Cuyahoga River Carp Championship

June 18th 2006.

Meet at Front Street Park 7am to register and confirm location, fish 8am till 6pm.

This is an open roving type event, there will be no fixed pegs, you can fish wherever you want on the river between Front Street and Munroe falls. 

$10.00 Big fish pot, Optional $40.00 top three fish team (of two) pot.

Pm me for more details.


----------



## Herkel (Feb 18, 2006)

Mark, the top 3 fish contest, Is that the combinded weight of the team or each fisherman? Whats city is the river near? Deb and I are going to try to make it.


----------



## The Kernel (Jul 11, 2005)

Herkel said:


> Mark, the top 3 fish contest, Is that the combinded weight of the team or each fisherman? Whats city is the river near? Deb and I are going to try to make it.



H

In this event you can combine your best three fish with your partner if you have one...or you can enter on your own if you wish. Cuyahoga Falls is about ten miles north of Akron...the park we are meeting at is immediately on the right as you come off Route 8 (travelling North or South) at the Front Street exit. I hope you can make it.


----------



## Herkel (Feb 18, 2006)

Sounds good Mark, I'am pretty sure were going to make it. The buy in sounds reasonable, Heii you might even get some CAG members to fish this one. Herkel


----------



## BuckeyeFishinNut (Feb 8, 2005)

I am looking to try and hit this. Will probably be flying solo unless I can find someone who wants to come. Should only be about an 1 1/2 hr drive from Columbus so its reasonable for a Sunday event. Heres hoping that nothing stupid comes up between here and there.

Jake


----------



## Herkel (Feb 18, 2006)

Jake, Hope you can make it. The last one we fished was a blast even though the fish didn't want to cooperate we still had a good time. Herk


----------



## The Kernel (Jul 11, 2005)

Herkel said:


> Jake, Hope you can make it. The last one we fished was a blast even though the fish didn't want to cooperate we still had a good time. Herk



There should be a few more fish caught at this one...it is a river....and probably bigger ones as well....but who knows for sure?

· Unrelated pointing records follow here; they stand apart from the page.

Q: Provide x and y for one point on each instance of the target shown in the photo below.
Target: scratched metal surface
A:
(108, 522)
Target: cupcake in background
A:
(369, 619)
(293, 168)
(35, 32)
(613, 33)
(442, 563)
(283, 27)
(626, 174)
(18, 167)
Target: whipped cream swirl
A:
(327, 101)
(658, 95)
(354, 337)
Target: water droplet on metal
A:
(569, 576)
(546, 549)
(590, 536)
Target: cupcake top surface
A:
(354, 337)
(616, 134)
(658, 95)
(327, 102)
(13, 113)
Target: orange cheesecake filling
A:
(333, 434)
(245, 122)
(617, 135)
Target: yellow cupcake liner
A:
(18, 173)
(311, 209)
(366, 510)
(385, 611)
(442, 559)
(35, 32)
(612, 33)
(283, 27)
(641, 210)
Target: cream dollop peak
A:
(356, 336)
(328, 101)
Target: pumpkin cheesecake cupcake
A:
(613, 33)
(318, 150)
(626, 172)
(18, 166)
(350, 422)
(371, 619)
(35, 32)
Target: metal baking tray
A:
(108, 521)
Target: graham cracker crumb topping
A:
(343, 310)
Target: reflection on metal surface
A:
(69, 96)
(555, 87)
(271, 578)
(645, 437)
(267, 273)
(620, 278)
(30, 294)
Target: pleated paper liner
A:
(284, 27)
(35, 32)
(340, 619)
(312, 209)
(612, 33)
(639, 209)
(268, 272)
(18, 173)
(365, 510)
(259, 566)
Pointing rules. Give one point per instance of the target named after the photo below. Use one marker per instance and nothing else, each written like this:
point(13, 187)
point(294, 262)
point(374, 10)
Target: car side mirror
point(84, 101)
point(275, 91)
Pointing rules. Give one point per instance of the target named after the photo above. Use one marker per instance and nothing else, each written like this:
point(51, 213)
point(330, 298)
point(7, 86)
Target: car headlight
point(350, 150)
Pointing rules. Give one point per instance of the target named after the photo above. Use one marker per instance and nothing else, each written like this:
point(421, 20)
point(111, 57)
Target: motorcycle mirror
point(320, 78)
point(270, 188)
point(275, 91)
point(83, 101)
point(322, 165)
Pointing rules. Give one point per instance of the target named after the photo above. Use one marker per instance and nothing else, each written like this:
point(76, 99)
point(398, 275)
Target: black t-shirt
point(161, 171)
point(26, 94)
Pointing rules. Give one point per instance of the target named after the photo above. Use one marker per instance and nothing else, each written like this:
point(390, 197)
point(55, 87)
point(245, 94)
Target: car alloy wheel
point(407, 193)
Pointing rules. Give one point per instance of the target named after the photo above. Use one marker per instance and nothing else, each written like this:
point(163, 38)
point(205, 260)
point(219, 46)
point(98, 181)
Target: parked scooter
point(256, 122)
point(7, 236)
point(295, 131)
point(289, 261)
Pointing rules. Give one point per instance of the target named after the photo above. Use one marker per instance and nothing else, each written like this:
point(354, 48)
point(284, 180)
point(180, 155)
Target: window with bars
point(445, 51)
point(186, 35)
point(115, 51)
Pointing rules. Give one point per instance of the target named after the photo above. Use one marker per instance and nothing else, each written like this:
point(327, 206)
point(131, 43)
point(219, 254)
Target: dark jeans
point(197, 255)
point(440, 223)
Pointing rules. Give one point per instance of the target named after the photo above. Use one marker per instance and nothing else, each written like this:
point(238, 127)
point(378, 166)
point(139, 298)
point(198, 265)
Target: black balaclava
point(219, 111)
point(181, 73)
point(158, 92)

There has been a slight change of plan, we are now meeting on the parking lot at Falls Outdoor Sports which is about 100 yards past the park entrance on the right hand side, same road etc....just a little further down.


----------



## The Kernel (Jul 11, 2005)

Jake

Directions: http://www.fallsoutdoorsports.com/location.php


----------



## Herkel (Feb 18, 2006)

Mark, Whats going on with the contest Sun.? Have you had anyone commit yet? Were still coming if you think the turn out will be worth it. Let me know what you think. Herk


----------



## The Kernel (Jul 11, 2005)

Cancelled due to lack of interest.


----------